Murray: "I Can Support a Reasonable Cap" on Companies like Uber and Lyft

Mayor Ed Murray says that although he's opposed to any caps on ridesharing companies like Uber and Lyft in general, he supports a council compromise that limits the number of cars on the road at any one time.

By Erica C. Barnett March 5, 2014

Mayor Ed Murray weighed in today on the city council's vote last week to regulate so-called ridesharing companies like Uber and Lyft, allowing the companies to co-exist alongside traditional taxis. The new restrictions include everything from new, stricter insurance requirements (something Murray had pushed for) to mandatory training to an increase in the number of taxi licenses, but the debate was over whether the city should put a hard cap on the number of ridesharing drivers.

In the end, the council's taxi committee voted to cap the number of drivers who could be on any single TNC system at one time at 150, effectively limiting the number of TNC drivers on the road, for now, to 450 (150 for each of the three ridesharing companies operating in Seattle.) 

Murray previously told PubliCola he opposed any a cap on rideshare drivers, arguing that the more options people have to get out of their cars, the greater the "environmental good." It's the basic sharing economy argument: 20 people using one car to get around, whether it's a taxi, a Car2Go, or a pink-mustachioed Lyft car, means 20 people who aren't driving their own polluting, traffic-congesting cars.

Ultimately, however, Murray said he'd be willing to consider a temporary cap while a stakeholder group came up with a compromise proposal that both the taxi industry—which sees companies like Uber and Lyft as unfair competition—and ridesharing companies could agree on. "We helped negotiate a cap on the number of vehicles ‘live’ on the TNC system at any given time, which is more reasonable and more flexible than a cap on the number of drivers. And we helped negotiate a cap that, while lower than I would have liked, is temporary."

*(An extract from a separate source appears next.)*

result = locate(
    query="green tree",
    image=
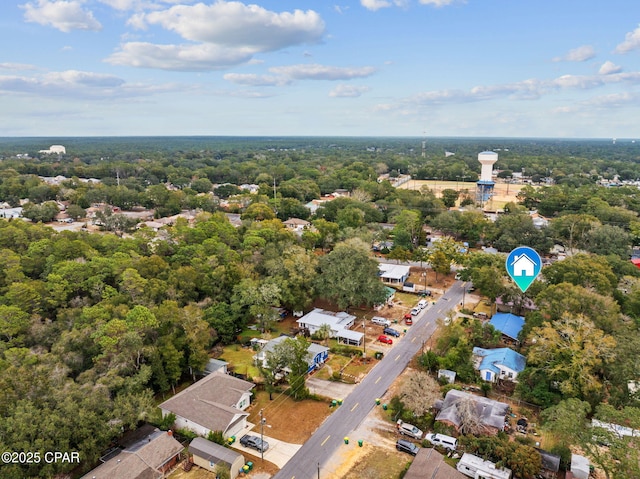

"Even though we’ve seen this explosion in the TNCs, during that same period of time, taxis have continued to grow in their own revenues. That speaks to the second good, which is that we have a city where fewer people are owning cars and fewer people are driving cars that they own, which is why we’re seeing more taxi rides," Murray said at the time. 

As we reported in Fizz yesterday, we'd been hearing that Murray did not plan to veto the council compromise. (If he had, the council, which split 5-4 on the proposal, would likely be unable to muster the 6-vote supermajority needed to overturn a mayoral veto.)

Today, Murray elaborated on why he can live with the compromise, despite the fact that it includes a quasi-cap. 

Noting that the legislation also includes some provisions for which taxi drivers advocated—including broader access to insurance, a shorter training course for people seeking for-hire licenses, more taxi licenses, and street-hailing rights for for-hire drivers (who currently must respond to calls). 

In a statement, Murray said: "It was my goal to avoid caps on TNCs, which I do not support on principle. However as a short-term measure, I can support a reasonable, temporary cap. We helped negotiate a cap on the number of vehicles ‘live’ on the TNC system at any given time, which is more reasonable and more flexible than a cap on the number of drivers. And we helped negotiate a cap that, while lower than I would have liked, is temporary.

"I also believe, that after twelve months, it only makes sense to look at the data to determine the impacts of the TNCs on the industry and assess whether the temporary cap level needs adjustment."

The full council will take up the TNC/taxi legislation at its 2:00 meeting on Monday.